What are the key findings of the new Demystifying Chinese Investment in Australia report?
2013 was a very interesting year for Chinese investment. Based on KPMG and University of Sydney data, the United States for the first time replaced Australia as the number one country for receiving Chinese capital.
Overall in 2013, Chinese investment into Australia fell by 10 percent down to AU$901 billion. But on the positive side there’s been an increased level of activity and diversification of Chinese investment into our real estate, and to a lesser extent our agribusiness sectors.
Why are these results significant?
Many countries around the world are competing hard with Australia to attract Chinese capital and Australia’s movement to number two shouldn’t be too alarming, but it does send out some messages that other countries are attracting Chinese capital; we need to understand what they’re doing and what we need to do in response.

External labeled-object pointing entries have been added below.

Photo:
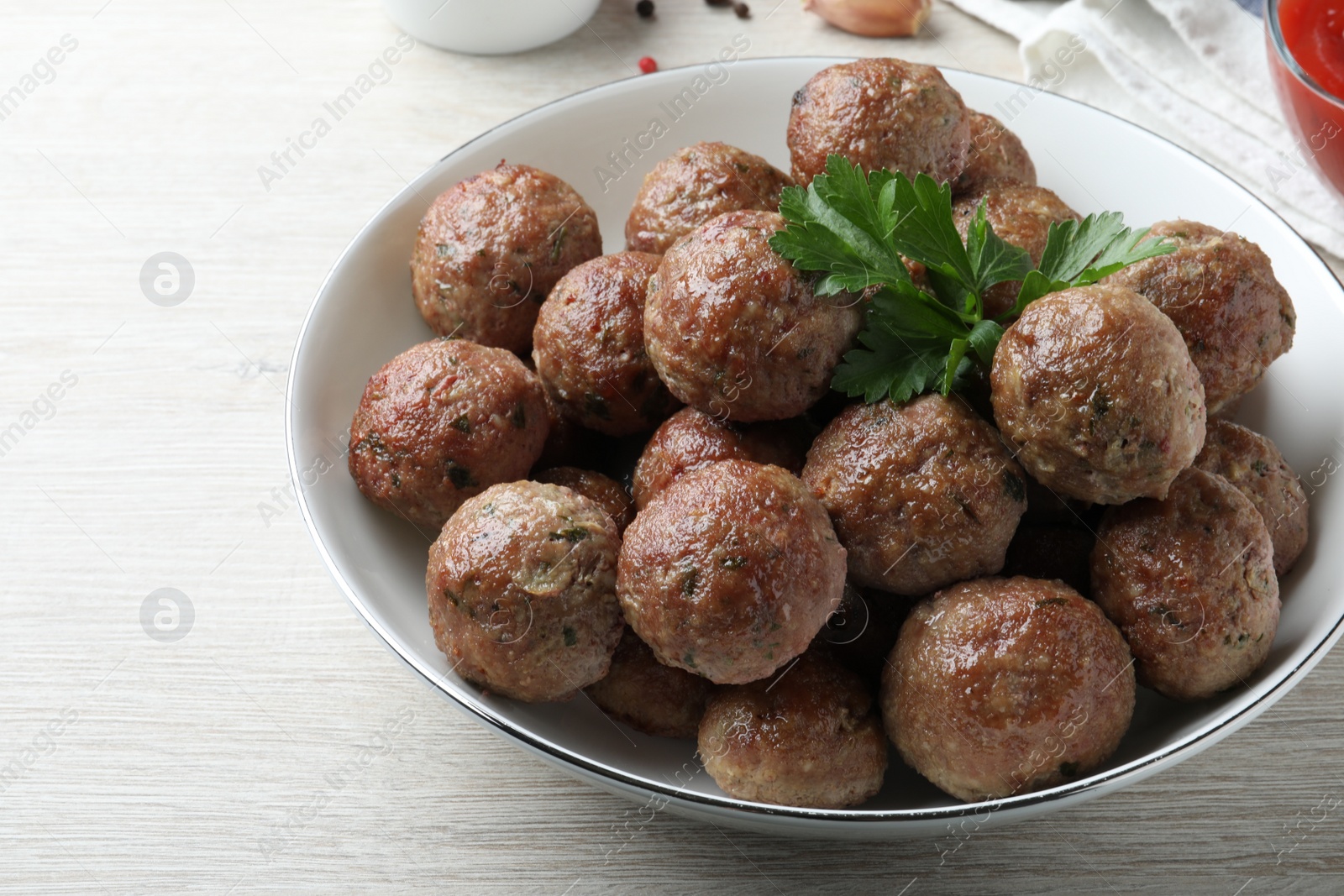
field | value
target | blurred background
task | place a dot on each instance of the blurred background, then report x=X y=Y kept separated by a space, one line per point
x=257 y=738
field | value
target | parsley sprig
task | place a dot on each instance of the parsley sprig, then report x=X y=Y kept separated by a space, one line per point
x=858 y=230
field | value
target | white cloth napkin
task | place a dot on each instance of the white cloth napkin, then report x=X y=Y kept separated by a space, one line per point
x=1191 y=70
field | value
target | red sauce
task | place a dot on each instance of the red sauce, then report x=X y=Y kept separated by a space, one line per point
x=1315 y=35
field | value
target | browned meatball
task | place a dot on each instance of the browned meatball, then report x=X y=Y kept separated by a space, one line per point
x=1021 y=215
x=1095 y=390
x=1222 y=293
x=1053 y=553
x=1001 y=687
x=522 y=591
x=922 y=493
x=736 y=331
x=491 y=248
x=691 y=439
x=810 y=736
x=696 y=184
x=440 y=423
x=648 y=696
x=589 y=347
x=730 y=571
x=1191 y=584
x=995 y=152
x=1254 y=465
x=879 y=113
x=602 y=490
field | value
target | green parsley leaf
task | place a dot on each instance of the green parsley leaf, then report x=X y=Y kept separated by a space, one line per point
x=858 y=231
x=1081 y=253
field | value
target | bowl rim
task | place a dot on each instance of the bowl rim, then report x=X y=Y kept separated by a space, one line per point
x=1285 y=55
x=1093 y=785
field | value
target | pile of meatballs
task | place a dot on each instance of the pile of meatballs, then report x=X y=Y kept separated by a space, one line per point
x=796 y=579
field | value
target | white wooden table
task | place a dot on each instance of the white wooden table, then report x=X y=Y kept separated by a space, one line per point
x=248 y=757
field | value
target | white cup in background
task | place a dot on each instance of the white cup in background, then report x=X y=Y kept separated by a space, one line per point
x=490 y=26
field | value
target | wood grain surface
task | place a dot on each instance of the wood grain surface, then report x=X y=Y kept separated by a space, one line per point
x=279 y=747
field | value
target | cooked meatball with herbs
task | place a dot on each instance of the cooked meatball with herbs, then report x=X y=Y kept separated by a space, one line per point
x=922 y=493
x=879 y=113
x=1018 y=212
x=691 y=439
x=1053 y=553
x=602 y=490
x=1095 y=391
x=736 y=331
x=440 y=423
x=810 y=736
x=696 y=184
x=730 y=571
x=522 y=591
x=648 y=696
x=491 y=248
x=1003 y=687
x=1191 y=584
x=995 y=152
x=589 y=347
x=1254 y=465
x=1223 y=297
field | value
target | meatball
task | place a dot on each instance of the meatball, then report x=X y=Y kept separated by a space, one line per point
x=1253 y=464
x=736 y=331
x=1001 y=687
x=648 y=696
x=1021 y=215
x=1222 y=293
x=440 y=423
x=691 y=439
x=692 y=186
x=995 y=152
x=811 y=736
x=1191 y=584
x=1095 y=391
x=921 y=493
x=730 y=571
x=609 y=495
x=879 y=113
x=1053 y=553
x=490 y=250
x=522 y=591
x=589 y=347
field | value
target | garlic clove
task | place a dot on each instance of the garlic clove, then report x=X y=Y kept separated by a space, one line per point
x=874 y=18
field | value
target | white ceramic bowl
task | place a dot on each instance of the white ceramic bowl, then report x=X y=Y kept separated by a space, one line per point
x=363 y=316
x=490 y=26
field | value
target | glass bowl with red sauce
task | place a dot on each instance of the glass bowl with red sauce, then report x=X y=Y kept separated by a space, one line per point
x=1307 y=60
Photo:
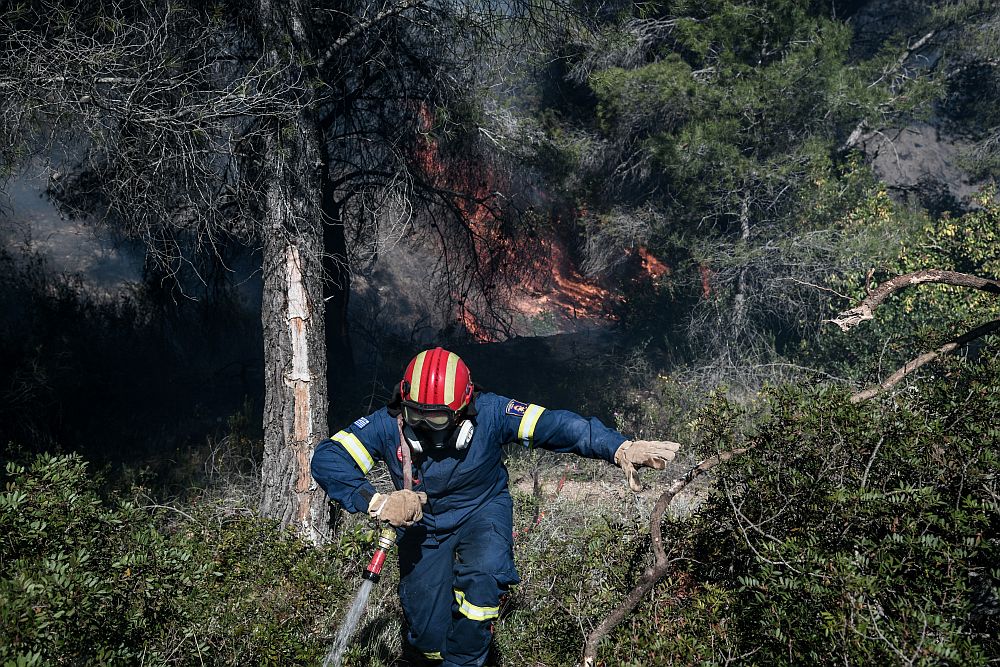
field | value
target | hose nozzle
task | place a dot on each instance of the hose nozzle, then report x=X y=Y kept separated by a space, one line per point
x=386 y=539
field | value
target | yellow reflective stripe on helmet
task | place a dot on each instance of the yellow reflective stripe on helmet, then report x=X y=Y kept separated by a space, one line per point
x=357 y=451
x=475 y=612
x=418 y=369
x=526 y=431
x=449 y=378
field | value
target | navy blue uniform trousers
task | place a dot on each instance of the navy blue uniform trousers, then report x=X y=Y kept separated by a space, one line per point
x=477 y=558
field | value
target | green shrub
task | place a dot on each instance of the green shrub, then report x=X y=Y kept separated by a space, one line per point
x=848 y=534
x=89 y=579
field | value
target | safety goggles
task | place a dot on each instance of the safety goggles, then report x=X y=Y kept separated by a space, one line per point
x=437 y=420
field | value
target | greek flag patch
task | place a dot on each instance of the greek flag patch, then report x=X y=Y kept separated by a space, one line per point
x=516 y=408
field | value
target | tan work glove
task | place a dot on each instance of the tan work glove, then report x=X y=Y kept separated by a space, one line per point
x=399 y=508
x=649 y=453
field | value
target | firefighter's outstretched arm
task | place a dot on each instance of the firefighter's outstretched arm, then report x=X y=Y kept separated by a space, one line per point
x=565 y=431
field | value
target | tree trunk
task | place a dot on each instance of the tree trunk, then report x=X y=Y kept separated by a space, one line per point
x=292 y=314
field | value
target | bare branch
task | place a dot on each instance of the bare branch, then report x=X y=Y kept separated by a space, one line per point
x=661 y=564
x=362 y=26
x=865 y=311
x=926 y=357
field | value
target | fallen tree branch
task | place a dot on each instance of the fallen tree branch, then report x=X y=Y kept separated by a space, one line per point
x=661 y=565
x=865 y=310
x=916 y=363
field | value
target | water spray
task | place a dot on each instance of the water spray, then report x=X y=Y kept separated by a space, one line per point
x=372 y=573
x=370 y=577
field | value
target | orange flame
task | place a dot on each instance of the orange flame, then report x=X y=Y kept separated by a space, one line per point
x=652 y=267
x=554 y=285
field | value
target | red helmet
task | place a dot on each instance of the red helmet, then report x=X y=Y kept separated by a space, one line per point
x=436 y=381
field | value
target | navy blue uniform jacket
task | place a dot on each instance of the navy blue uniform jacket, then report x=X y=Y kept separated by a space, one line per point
x=457 y=483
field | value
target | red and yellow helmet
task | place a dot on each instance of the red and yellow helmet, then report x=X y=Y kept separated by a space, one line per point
x=435 y=387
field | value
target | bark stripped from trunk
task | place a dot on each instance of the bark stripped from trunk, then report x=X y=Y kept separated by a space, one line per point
x=292 y=314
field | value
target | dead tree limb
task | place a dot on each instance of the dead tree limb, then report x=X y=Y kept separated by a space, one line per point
x=661 y=564
x=916 y=363
x=865 y=310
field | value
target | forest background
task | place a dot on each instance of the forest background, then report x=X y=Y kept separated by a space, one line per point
x=649 y=212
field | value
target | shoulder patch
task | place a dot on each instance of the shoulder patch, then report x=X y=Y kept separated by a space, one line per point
x=516 y=408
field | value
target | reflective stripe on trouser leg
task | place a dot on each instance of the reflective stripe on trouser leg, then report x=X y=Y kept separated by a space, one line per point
x=425 y=593
x=484 y=569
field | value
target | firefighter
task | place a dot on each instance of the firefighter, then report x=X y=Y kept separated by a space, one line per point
x=441 y=440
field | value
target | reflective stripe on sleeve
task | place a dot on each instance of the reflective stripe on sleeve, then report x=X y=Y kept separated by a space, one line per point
x=526 y=431
x=357 y=451
x=475 y=612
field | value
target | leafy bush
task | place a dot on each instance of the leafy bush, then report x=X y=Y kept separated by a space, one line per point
x=92 y=579
x=849 y=534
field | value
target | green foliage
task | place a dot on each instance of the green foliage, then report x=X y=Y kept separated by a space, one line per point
x=918 y=318
x=92 y=579
x=848 y=534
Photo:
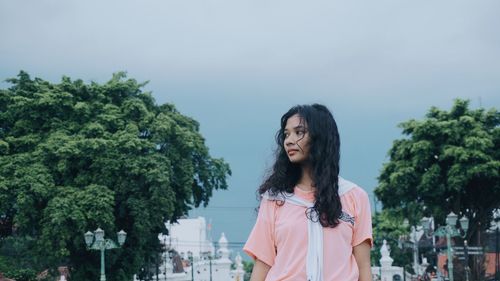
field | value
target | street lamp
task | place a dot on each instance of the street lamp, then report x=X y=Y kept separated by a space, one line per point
x=190 y=257
x=495 y=226
x=96 y=241
x=448 y=231
x=414 y=230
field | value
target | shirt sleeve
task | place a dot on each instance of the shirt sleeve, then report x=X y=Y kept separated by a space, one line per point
x=261 y=242
x=363 y=219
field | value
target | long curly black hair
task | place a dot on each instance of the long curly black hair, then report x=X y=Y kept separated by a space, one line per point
x=324 y=157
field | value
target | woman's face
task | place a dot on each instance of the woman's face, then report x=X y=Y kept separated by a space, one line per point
x=296 y=142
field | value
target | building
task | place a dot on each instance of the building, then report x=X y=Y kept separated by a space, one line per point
x=191 y=255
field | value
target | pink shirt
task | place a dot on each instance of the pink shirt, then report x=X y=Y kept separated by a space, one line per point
x=279 y=238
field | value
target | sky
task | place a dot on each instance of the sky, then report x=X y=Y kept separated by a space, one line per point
x=237 y=66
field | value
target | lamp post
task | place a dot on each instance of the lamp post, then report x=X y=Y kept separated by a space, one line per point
x=96 y=241
x=495 y=226
x=191 y=260
x=414 y=230
x=448 y=231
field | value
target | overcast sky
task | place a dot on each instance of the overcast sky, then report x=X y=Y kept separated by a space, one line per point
x=237 y=66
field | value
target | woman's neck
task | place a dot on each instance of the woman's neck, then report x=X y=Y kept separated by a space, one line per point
x=305 y=182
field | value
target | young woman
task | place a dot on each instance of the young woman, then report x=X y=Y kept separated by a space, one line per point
x=312 y=224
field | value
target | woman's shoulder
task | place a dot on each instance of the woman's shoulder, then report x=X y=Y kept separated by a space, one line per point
x=351 y=190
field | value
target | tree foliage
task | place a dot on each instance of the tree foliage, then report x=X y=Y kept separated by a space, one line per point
x=75 y=156
x=449 y=161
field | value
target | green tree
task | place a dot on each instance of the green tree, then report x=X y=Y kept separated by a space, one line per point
x=449 y=161
x=75 y=156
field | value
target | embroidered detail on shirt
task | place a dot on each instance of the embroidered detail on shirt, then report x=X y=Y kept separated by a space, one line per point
x=347 y=218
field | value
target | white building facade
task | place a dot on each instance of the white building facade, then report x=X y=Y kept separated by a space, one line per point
x=192 y=256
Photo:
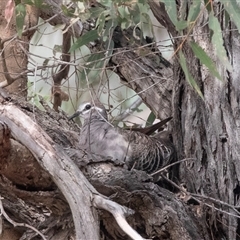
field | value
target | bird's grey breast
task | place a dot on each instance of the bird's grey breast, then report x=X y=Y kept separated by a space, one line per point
x=100 y=138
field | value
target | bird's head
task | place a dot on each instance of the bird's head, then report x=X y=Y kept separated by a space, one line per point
x=87 y=109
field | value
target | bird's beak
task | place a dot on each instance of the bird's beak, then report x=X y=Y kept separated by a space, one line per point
x=74 y=115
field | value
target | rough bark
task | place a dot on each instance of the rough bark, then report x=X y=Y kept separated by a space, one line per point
x=158 y=212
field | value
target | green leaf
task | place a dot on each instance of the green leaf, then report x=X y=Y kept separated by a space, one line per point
x=151 y=118
x=84 y=39
x=217 y=41
x=180 y=25
x=36 y=3
x=171 y=9
x=68 y=12
x=189 y=78
x=95 y=12
x=233 y=10
x=20 y=16
x=92 y=67
x=208 y=5
x=194 y=10
x=205 y=59
x=100 y=23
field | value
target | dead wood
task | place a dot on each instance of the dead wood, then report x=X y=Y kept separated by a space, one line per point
x=158 y=213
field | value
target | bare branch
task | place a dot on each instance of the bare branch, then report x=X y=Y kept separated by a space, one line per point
x=15 y=224
x=119 y=212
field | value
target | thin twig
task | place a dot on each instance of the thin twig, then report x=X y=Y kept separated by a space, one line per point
x=172 y=164
x=196 y=196
x=128 y=111
x=15 y=224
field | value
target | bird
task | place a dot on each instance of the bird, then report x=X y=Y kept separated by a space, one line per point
x=135 y=149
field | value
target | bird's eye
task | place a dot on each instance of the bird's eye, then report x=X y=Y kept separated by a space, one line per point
x=88 y=106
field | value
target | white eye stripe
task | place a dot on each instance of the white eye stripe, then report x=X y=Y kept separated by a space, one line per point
x=98 y=109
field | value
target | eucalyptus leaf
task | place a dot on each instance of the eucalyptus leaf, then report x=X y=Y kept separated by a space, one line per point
x=194 y=10
x=233 y=10
x=20 y=16
x=151 y=118
x=205 y=59
x=85 y=39
x=217 y=41
x=189 y=77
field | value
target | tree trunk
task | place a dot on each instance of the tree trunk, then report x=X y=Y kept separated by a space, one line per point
x=44 y=188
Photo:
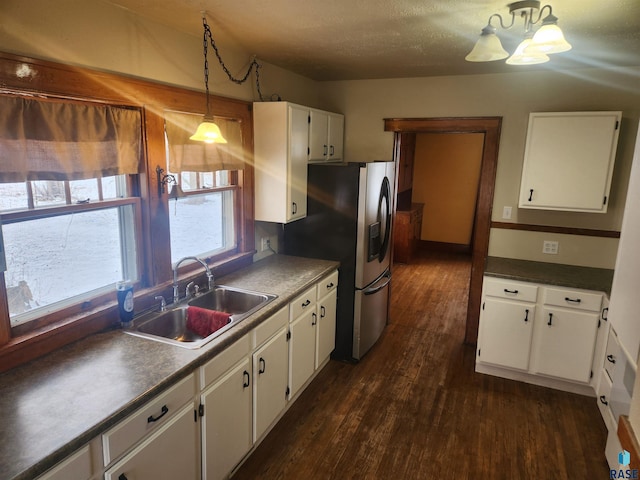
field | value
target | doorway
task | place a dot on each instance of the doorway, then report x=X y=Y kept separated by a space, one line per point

Of significance in 2013 was a very big shift away from mining and gas sector investment. Mining and gas sector investment has traditionally accounted for about 91 percent of Chinese investment in Australia. In 2013, this fell down to 44 percent.
What are the longer term trends?
There will be renewed and continuing interest from Chinese companies into out mining sector with particular focus on non-ferrous metals. I think from a power, civil and mining infrastructure perspective, we’ll continue to see a lot of investment from Chinese state-owned enterprises.
And finally, I think the Chinese private sector will continue to invest heavily into our commercial real estate and possibly our agribusiness sector.
What’s the outlook for Chinese investment in Australia?
We remain very positive about Chinese investment into Australia. It’s only early days, and the Chinese government and new leadership has pledged to invest at least another US$500 billion into outbound direct investment globally.
So provided Australia continues to attract it’s 12 percent or more, we stand to do very well from continuing Chinese investment. But this year is a wake-up call, and we do have some work to do to ensure that the Chinese do in fact continue to invest in Australia.